SAN MATEO — “Issei: The First Generation,” a film by Toshi Washizu, will be screened as a benefit for Kimochi San Mateo on Sunday, Feb. 9, from 2 to 4 p.m. at Sturge Presbyterian Church, 25 S. Humboldt St., San Mateo.
The “lost” 1984 documentary, rediscovered and restored, is about Japanese who immigrated to the West Coast at the turn of the century. These pioneering men and women tell their own stories of struggles and triumphs in a new land. Narrated by actress Amy Hill.
The screening will be followed by Q&A with Washizu and Professor Lane Hirabayashi, holder of the Aratani Endowed Chair at UCLA.
“Kimochi Home’s 30th Anniversary,” directed by broadcast journalist Rick Quan, will also be shown. It captures some of the residents, staff and volunteers participating in daily programs and services, integrated with Kimochi’s philosophy, culture and history.
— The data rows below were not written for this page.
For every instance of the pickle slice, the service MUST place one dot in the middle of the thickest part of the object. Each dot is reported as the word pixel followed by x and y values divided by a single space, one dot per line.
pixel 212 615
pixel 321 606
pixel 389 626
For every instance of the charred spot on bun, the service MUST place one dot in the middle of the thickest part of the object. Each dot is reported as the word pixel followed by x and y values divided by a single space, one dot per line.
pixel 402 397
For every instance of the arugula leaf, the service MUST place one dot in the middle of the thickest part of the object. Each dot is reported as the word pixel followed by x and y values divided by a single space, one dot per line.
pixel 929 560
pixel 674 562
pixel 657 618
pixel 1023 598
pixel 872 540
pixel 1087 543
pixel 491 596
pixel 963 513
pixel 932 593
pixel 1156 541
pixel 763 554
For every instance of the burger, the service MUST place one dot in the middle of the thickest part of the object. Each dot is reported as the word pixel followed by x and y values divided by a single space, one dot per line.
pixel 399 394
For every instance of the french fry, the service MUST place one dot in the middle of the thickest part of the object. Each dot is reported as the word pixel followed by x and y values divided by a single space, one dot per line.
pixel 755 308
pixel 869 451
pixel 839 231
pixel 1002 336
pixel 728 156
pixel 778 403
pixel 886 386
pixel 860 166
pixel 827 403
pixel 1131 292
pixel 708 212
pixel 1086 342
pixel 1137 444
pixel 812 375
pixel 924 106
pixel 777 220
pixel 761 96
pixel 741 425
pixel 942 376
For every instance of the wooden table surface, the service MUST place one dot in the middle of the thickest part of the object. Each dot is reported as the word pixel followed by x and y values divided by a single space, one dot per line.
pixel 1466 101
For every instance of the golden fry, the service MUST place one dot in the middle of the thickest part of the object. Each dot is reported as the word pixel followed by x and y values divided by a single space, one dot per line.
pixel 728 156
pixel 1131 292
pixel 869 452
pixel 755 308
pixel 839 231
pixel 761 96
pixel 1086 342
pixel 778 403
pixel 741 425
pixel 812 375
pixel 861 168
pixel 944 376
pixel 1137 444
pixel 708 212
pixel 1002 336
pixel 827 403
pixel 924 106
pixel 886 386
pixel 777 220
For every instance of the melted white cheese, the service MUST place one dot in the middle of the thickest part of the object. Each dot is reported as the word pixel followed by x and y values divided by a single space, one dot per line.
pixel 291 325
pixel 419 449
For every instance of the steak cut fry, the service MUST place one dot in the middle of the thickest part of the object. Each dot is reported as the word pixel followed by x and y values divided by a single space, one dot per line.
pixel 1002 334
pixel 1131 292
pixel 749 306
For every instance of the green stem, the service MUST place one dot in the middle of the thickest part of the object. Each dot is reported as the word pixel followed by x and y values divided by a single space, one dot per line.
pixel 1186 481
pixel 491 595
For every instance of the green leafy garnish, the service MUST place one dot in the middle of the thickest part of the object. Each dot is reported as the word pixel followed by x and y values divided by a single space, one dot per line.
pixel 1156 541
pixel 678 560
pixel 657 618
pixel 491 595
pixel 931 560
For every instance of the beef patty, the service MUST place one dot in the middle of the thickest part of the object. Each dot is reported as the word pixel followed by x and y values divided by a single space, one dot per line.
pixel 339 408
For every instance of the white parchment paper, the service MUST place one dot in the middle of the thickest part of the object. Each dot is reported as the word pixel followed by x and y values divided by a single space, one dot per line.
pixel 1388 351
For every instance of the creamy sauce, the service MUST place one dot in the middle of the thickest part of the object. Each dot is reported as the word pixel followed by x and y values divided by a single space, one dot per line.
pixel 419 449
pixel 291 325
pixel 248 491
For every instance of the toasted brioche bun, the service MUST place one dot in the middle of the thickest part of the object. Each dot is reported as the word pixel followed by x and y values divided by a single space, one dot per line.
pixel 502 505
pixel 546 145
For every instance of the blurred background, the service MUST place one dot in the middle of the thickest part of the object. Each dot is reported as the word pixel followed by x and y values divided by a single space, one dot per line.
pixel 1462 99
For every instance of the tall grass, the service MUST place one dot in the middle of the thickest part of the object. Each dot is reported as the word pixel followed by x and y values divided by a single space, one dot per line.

Suggested donation: $10. Proceeds go to Kimochi San Mateo/Mary Ishisaki Challenge Match.
Co-presented by Kimochi San Mateo, San Mateo Buddhist Temple, San Mateo Japanese American Community Center, San Mateo JACL, and Sturge Presbyterian Church.
For reservations, contact Candace Takahashi at (650) 344-6803 or firstname.lastname@example.org; Victor Iwamura at (650) 342-2541 or email@example.com; or Kimochi Inc. at (415) 931-2294.
Since 1971, San Francisco-based Kimochi has provided culturally sensitive, Japanese language-based programs and services to 3,000 Bay Area seniors and their families each year. Services include transportation; referral and outreach services; health and consumer education seminars; healthy aging and senior center activities; social services; congregate and home delivered meals; in-home support services; adult social day care; 24-hour residential and respite care.
Kimochi has completed purchase of a building at 453 N. San Mateo Dr. in San Mateo. From this new base, Kimochi will extend the Japanese tradition of care to San Mateo County seniors and their families. The plan is to open doors by this summer.